Last update: December 14, 2015
“The beauty of the past lies in the fact that no one really understands an emotion when they experience it. This expands later, and that is why we do not have complete emotions with respect to the present, but only with respect to the past. "
-Virginia Woolf-
Nostalgia is a feeling in the balance between sadness and fullness. Sadness for what we no longer have. Fullness in reliving the memory of what has been. The word comes from the Greek and has a meaning that comes close to "pain for returning home".
Nostalgia is the pain of being absent
Although the word "nostalgia" is in common use today, it was actually invented in 1688 by Dr. Johannes Hofer. In his doctoral thesis, Hofer recorded the cases of a student and a waitress suffering from severe health problems. Both were on the verge of death and, for different reasons, were brought home to die alongside their family. Miraculously, they both improved.
In those days, nostalgia was considered a very serious symptom. If a soldier felt this feeling, he was immediately sent home. The same thing happened to the sailors.
nostalgia and home
Apparently, nostalgia is always associated with elements or feelings related to what we can call "home". The very concept of home, however, can turn out to be much more complex than it seems at first glance.
Home is childhood, with its games and constant surprise in front of the world. Home is all the people and situations that welcome us in their arms, just as if we were at home. Home is also our land, the place where we do not feel foreign.
More than being a specific place, home is a state of mind. It is characterized by an atmosphere of trust, peace and fullness.
nostalgia and memory
Memory is primarily an affective function. We rarely remember people and things as they really were, rather as we feel they were. Our memory is not like that of computers, which store data without modifying it.

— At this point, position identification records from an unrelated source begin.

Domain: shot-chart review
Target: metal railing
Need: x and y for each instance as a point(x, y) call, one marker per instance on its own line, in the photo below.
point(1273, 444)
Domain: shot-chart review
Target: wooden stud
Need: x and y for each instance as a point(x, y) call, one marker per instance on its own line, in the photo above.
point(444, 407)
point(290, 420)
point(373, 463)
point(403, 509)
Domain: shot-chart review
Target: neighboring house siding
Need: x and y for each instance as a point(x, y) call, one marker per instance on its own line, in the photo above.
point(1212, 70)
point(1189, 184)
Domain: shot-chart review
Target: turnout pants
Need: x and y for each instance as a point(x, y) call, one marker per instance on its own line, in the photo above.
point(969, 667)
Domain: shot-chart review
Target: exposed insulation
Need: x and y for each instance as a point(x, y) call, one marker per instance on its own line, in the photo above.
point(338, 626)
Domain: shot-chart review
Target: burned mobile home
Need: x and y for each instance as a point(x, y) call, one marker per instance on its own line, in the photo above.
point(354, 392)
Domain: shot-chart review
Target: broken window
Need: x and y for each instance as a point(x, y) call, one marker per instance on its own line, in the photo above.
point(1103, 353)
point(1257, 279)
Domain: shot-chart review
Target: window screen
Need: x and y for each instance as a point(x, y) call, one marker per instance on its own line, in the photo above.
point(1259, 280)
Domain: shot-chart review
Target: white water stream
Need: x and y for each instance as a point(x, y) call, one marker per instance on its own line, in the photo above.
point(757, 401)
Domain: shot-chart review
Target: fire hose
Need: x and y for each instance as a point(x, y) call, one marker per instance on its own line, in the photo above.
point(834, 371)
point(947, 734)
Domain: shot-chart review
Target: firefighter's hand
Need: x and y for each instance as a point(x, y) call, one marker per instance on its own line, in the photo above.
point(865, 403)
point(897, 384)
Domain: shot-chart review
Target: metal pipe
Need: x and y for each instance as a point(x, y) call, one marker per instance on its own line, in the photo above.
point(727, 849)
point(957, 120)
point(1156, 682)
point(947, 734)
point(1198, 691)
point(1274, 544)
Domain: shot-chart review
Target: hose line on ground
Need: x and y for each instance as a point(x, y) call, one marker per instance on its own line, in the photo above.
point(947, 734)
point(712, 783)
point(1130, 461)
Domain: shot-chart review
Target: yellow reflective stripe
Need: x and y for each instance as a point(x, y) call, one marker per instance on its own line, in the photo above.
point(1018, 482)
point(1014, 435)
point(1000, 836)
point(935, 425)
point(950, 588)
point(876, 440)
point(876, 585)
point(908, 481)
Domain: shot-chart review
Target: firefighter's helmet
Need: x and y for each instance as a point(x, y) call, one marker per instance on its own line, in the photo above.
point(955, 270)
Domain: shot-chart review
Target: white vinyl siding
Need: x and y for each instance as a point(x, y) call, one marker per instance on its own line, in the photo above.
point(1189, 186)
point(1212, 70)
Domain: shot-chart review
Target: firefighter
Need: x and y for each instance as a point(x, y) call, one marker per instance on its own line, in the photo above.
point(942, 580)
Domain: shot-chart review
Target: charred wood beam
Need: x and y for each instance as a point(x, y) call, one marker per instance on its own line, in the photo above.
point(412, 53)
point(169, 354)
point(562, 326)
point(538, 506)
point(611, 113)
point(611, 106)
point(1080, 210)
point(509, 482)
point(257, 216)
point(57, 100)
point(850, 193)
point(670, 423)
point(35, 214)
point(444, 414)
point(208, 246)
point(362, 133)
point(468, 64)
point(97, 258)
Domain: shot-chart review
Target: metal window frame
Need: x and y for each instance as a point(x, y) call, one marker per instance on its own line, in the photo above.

On the contrary, human memory is very malleable. It doesn't always reflect the facts exactly as they happened, but it gives them a different meaning depending on the circumstances.
The mother who put the dishes on the table was one when we observed her in person. She is another when she is gone, and we remember her.
That simple gesture takes on different meanings and, for this reason, we sometimes attribute to people action words that have never been said, but that complete the emotional memory we build.
Nostalgia and lack
Another sister word of nostalgia is lack, which can be understood as the suffering that causes us not knowing where someone is or how he is. This is what happens after the death of a loved one: the people we love leave, and something inside of us would like to know more about them.
Believers want to know whether they have gone to heaven or not. Atheists will try to decipher the philosophical or existential meaning of death, assign a place in the symbolic world to those who are no longer there.
Nostalgia and creativity
A North American university carried out an experiment with 175 participants. Each of them was asked to elaborate a story based on a memory that caused them nostalgia.
The story had to include a princess, a cat and a racing car or start with the sentence: "On a cold winter morning, a man and a woman were awakened by the sound of an alarm from a nearby house."
The result was that anyone who managed to evoke a nostalgic event with greater clarity scored significantly higher compared to those who could not remember any event that generated deep nostalgia in them.
The researchers concluded that nostalgia favors creativity. The reason for this would be that this emotion triggers feelings of security, belonging and meaning, which are an excellent basis for unleashing the imagination.